Career
How to KonMari Your Writing
How tidying expert Marie Kondo can help you tackle your next creative challenge.
Posted October 3, 2019
Over the summer, I drank the Marie Kondo Kool-Aid.
If you’ve somehow managed to miss this (and if you have, please write me in the comments below and let me know your secrets for unplugging from pop culture), Marie Kondo is a Japanese tidying expert who is part-Mary Poppins, part-magical pixie, and has taken the world by storm in the past several years with her KonMari Method. Her books, most notably The Life-Changing Magic of Tidying Up, are worldwide bestsellers and her Netflix show, Tidying Up with Marie Kondo, has brought her further notoriety.
For those who haven’t read The Life-Changing Magic of Tidying Up, spoiler alert, the book is about much more than simply having a tidier home. Kondo’s approach is also a lens through which to view anything in your life, including your life itself.
As I got to know the KonMari Method, it struck me as a wonderful tool to help writers and artists answer a question they frequently ask me: How do I decide what I should work on next?
This fall, if you’ve got lots of projects vying for your attention and you’re struggling to figure out where to put your focus first, try walking through these KonMari-inspired steps:
1. Divide your projects and potential projects into categories. I suggest you group them by time-commitment:
a. Short-commitment (blog posts, articles, poems, and/or other pieces that you could draft in one or two sittings).
b. Medium-commitment (longer articles, short stories, essays, one-act plays, short film scripts, and/or other pieces you could draft over the course of between three and seven sittings).
c. Long-commitment (novels, memoirs, full-length scripts, and/or other pieces that would require your work over a more sustained period of time).
2. Once the projects are divided into categories, print out what you’ve got in each category (or find some more eco-friendly way to get it all in front of you at once).
3. Pick up each project and resist the urge to read anything you’ve written. Instead, hold it and sit with the weight of it. Allow yourself to focus completely on this one idea or piece for the moment, letting everything else temporarily fall away.
4. Notice how it feels to hold this piece of writing in your hands. Do you claim proud ownership of it or do you feel an impulse to put it aside? Does it feel heavy or light to you? Give yourself the space for whatever sensations and emotions bubble up as you hold each piece in your hands.
5. If a piece brings up any feelings of excitement in you, use your level of enthusiasm to help you rank your ideas in order of urgency.
6. If a piece doesn’t spark joy for you at all, take a moment to interrogate what that might mean. What has kept this project on your To Do list?

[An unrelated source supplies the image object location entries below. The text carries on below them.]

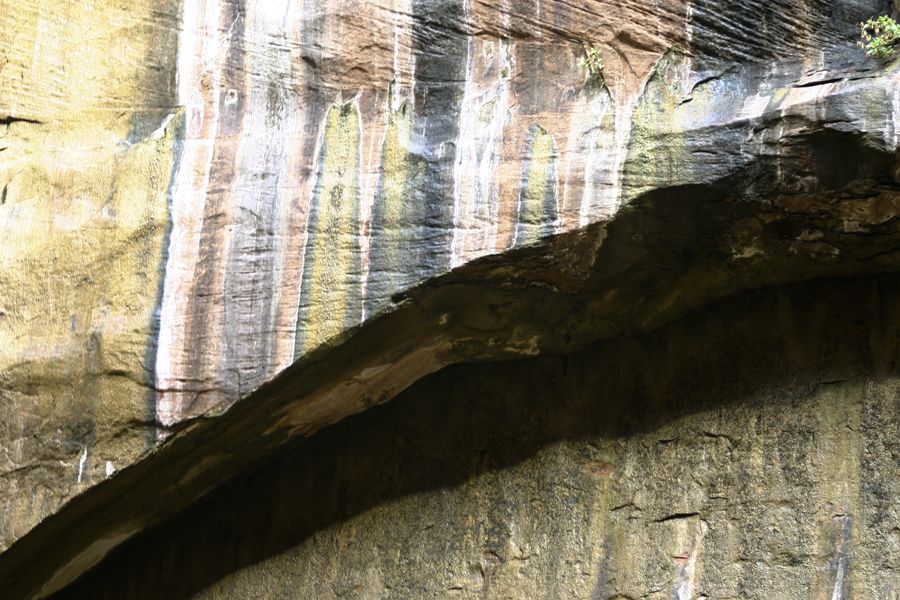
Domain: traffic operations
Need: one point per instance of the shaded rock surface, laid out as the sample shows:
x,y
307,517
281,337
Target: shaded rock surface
x,y
747,451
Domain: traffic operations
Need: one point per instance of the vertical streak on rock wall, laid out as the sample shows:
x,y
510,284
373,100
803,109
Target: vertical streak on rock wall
x,y
840,411
485,110
392,218
537,190
331,295
199,91
254,273
445,93
205,326
441,55
87,145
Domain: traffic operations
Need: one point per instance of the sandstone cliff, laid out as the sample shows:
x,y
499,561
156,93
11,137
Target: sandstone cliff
x,y
201,197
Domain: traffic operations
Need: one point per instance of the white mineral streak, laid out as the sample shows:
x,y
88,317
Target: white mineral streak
x,y
81,463
590,152
199,87
262,195
690,534
484,115
299,192
893,92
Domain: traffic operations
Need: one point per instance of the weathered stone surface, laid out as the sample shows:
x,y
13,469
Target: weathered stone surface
x,y
196,195
84,186
746,451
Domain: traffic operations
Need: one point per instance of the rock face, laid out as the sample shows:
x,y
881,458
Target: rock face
x,y
199,198
756,463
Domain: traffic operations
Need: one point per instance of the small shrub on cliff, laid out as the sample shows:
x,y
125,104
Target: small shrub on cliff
x,y
882,34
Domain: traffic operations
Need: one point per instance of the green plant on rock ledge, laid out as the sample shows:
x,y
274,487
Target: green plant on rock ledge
x,y
882,34
593,63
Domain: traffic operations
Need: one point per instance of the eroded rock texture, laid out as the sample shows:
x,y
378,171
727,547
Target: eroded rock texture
x,y
748,451
195,195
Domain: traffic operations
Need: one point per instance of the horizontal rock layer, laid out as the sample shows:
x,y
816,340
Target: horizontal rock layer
x,y
745,451
195,195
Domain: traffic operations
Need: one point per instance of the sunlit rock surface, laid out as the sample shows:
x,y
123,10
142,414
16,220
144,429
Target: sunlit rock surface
x,y
195,195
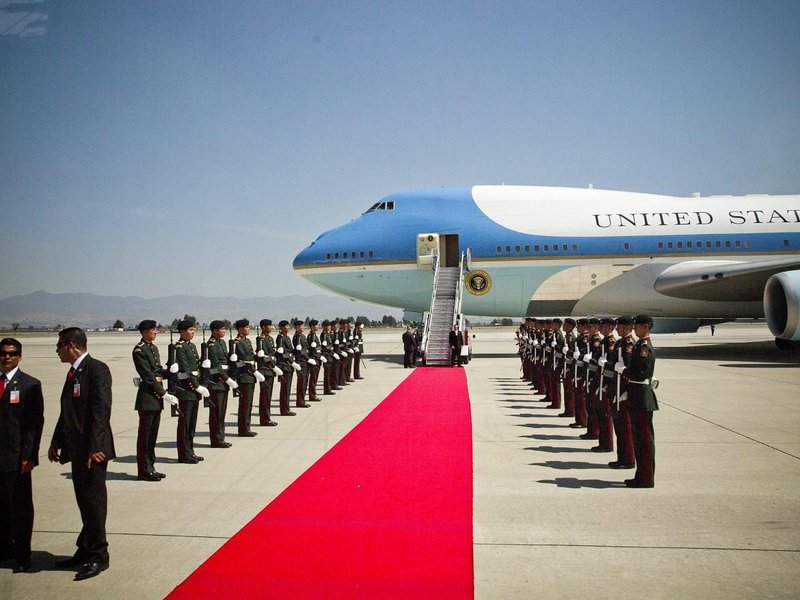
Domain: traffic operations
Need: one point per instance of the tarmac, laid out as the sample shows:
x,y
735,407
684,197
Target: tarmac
x,y
550,519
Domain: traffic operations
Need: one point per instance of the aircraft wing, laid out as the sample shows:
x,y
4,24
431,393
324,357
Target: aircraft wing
x,y
718,281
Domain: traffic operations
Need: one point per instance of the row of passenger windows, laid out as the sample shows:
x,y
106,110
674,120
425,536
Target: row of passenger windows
x,y
545,248
518,248
353,254
382,206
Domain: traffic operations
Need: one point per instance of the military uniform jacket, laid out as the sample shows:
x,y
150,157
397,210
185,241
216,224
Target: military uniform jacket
x,y
84,424
640,369
326,343
188,364
246,365
314,347
21,421
285,358
300,344
268,347
147,361
219,371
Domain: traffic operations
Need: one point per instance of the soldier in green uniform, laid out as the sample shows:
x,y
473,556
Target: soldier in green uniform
x,y
189,391
284,351
219,383
265,360
246,375
623,350
150,397
358,349
300,345
326,341
639,379
314,359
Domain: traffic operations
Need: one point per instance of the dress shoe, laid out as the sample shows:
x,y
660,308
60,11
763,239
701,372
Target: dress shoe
x,y
638,484
20,566
90,570
620,465
68,563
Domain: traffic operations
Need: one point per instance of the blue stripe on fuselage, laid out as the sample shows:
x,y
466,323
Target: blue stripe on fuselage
x,y
390,235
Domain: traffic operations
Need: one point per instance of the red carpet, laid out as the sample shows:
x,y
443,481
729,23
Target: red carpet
x,y
386,513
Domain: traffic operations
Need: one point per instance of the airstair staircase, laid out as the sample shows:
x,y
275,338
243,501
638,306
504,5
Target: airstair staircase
x,y
445,311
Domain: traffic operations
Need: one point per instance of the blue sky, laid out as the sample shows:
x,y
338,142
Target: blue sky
x,y
158,148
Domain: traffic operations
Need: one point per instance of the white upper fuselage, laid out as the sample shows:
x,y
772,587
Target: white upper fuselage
x,y
549,251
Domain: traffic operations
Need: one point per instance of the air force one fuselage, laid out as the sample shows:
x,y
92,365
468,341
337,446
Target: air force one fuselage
x,y
548,251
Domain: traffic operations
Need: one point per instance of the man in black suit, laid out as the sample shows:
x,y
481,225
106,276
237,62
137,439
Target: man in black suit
x,y
409,348
83,437
456,341
21,422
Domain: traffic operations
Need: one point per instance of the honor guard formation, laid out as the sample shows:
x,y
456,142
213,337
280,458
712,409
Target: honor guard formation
x,y
83,437
607,381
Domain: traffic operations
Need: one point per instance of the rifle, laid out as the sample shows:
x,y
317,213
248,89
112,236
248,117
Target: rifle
x,y
205,375
232,352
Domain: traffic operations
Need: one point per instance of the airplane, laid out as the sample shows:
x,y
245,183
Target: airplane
x,y
557,251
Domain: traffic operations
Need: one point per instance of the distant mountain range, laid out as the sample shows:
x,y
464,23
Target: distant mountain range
x,y
43,309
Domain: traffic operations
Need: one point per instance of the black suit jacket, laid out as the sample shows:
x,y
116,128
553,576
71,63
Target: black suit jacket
x,y
21,423
84,424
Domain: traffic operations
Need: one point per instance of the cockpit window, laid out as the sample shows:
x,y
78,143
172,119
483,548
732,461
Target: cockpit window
x,y
382,206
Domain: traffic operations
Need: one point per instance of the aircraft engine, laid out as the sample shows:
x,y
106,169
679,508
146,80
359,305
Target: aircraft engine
x,y
782,305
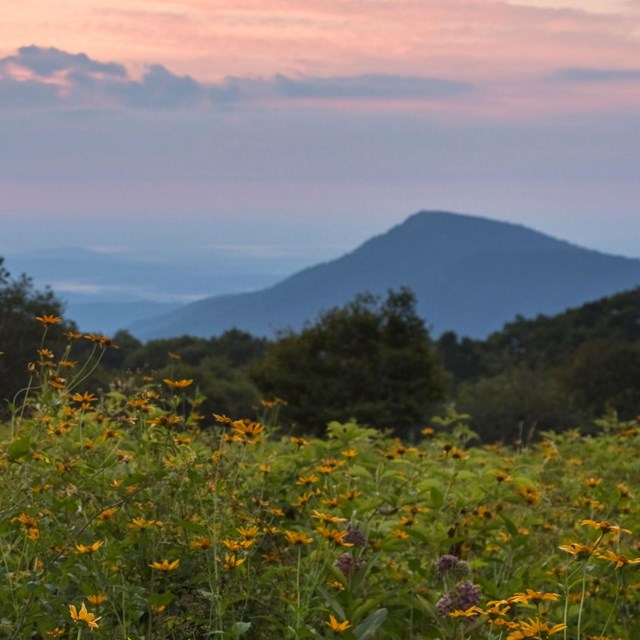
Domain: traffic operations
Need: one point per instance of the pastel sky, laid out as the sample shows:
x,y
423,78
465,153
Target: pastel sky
x,y
292,130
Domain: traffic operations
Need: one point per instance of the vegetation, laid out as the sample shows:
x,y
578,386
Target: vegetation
x,y
550,372
133,507
129,514
370,360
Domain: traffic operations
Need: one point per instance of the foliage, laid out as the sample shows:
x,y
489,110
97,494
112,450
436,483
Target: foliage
x,y
129,514
20,336
550,372
370,360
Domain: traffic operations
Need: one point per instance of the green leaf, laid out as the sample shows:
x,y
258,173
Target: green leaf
x,y
370,625
159,599
437,498
332,602
19,448
240,627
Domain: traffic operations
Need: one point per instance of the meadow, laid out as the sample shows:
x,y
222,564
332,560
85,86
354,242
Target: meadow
x,y
129,514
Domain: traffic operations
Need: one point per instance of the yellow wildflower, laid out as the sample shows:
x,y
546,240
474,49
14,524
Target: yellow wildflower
x,y
92,548
297,538
165,565
337,627
83,616
177,384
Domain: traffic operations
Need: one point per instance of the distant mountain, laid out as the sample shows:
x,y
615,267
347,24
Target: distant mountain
x,y
104,292
470,275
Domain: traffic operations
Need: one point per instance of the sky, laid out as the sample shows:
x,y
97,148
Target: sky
x,y
286,132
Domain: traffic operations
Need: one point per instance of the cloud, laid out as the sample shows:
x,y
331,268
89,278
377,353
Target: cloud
x,y
585,74
370,87
49,77
45,62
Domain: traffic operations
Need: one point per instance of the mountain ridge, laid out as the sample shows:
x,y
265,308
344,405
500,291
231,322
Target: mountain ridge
x,y
470,275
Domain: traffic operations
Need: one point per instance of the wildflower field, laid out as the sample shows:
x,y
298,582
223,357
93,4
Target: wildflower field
x,y
128,514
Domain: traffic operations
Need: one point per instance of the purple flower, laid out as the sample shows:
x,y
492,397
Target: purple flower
x,y
463,596
348,565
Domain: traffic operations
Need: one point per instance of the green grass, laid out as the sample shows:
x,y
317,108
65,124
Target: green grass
x,y
168,524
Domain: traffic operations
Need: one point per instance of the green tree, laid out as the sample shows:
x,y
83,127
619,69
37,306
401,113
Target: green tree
x,y
20,332
371,360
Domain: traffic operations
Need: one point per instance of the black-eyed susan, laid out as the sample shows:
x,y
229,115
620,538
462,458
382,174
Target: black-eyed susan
x,y
89,549
580,551
530,595
177,384
249,532
84,616
335,536
231,561
165,565
48,320
295,538
325,517
337,627
605,526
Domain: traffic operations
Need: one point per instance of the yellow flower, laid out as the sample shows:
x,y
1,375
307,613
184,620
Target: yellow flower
x,y
165,565
325,517
202,543
101,341
250,532
399,533
334,536
533,596
605,526
471,612
337,627
92,548
141,523
83,616
231,561
297,538
580,551
177,384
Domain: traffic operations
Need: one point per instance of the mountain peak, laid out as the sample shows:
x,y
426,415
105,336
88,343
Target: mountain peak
x,y
470,275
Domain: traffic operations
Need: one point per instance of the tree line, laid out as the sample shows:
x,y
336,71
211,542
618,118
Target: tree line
x,y
372,360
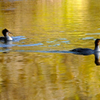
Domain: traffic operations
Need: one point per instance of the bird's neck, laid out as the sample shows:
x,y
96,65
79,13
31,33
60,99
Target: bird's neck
x,y
8,37
97,48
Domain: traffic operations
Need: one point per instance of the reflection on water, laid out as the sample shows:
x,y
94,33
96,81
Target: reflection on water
x,y
37,65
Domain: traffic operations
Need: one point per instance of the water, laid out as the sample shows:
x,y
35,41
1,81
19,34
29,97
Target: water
x,y
37,65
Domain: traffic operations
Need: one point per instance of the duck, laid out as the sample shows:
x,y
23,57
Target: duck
x,y
87,51
6,37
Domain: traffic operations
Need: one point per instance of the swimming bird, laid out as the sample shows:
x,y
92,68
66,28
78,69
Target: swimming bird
x,y
87,51
6,37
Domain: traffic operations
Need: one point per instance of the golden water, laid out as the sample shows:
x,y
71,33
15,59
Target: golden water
x,y
58,25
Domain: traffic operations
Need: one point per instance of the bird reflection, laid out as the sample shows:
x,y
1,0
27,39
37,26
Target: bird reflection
x,y
87,51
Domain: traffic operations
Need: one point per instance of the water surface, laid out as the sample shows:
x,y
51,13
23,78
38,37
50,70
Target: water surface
x,y
37,65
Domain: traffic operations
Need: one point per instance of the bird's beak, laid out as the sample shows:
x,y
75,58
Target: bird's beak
x,y
10,33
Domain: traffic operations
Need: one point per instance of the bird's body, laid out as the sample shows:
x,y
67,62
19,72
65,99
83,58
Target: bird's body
x,y
87,51
6,37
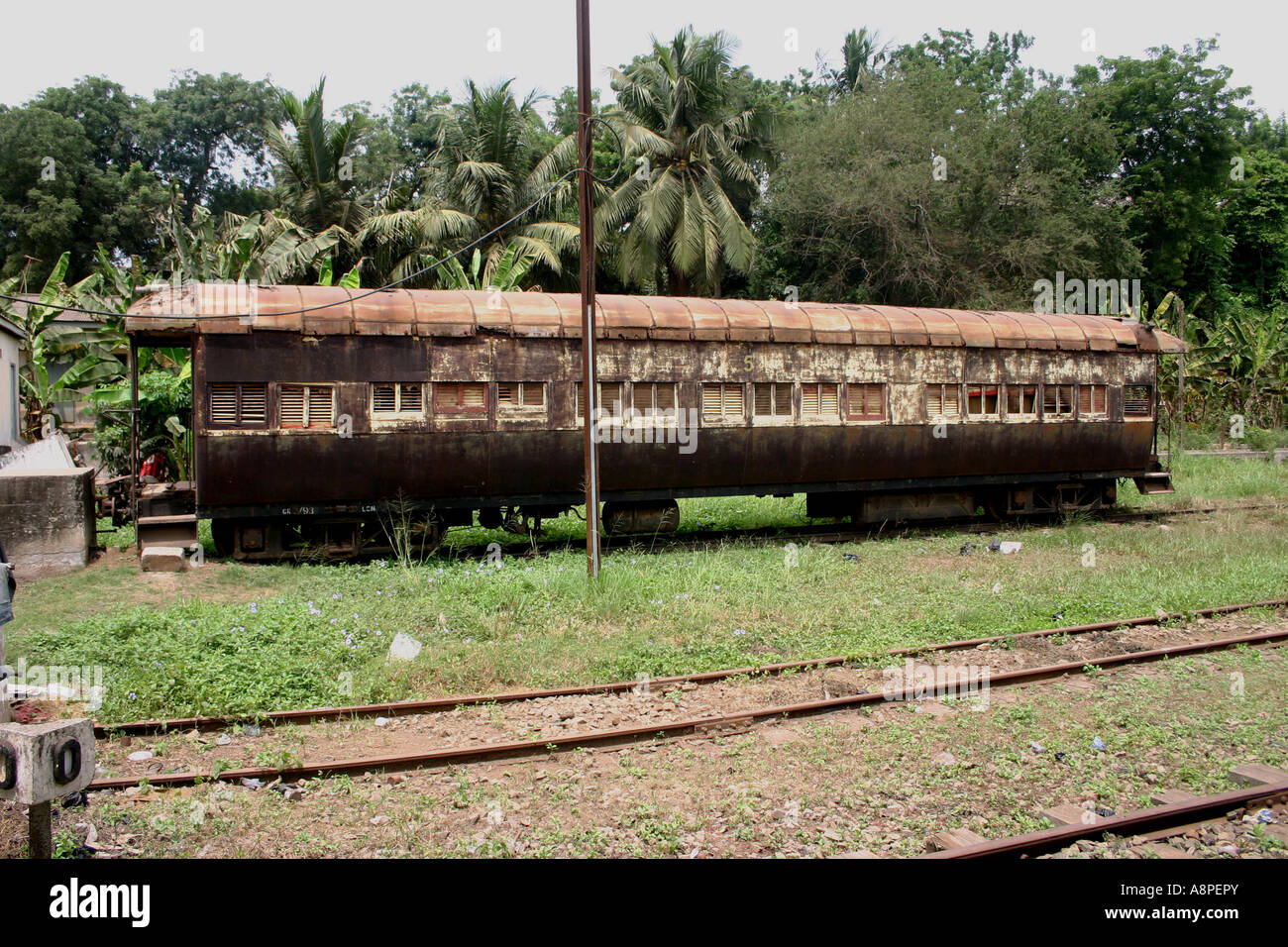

It must have inspired you at some point—what changed? What’s turning it into a burden for you? Is it time to let this one go, knowing there are other ideas calling for you in a more urgent and exciting way?
As a creative artist, your brain (and your hard drive) have a much larger capacity than the limitations of a house or apartment, so when it comes to projects and ideas, you can hoard as much as you want. But that can make it easy for clutter to build up, muddling your focus and thwarting your efforts to prioritize. Your brain may be full of projects lingering around that have already served their purpose for your creative life and no longer require your attention. Letting them go can create space for you to cultivate something new, something that challenges you in ways you’ve never tried before.
And that’s the perfect way to kick off fall—by challenging yourself with some life-changing magic of your own.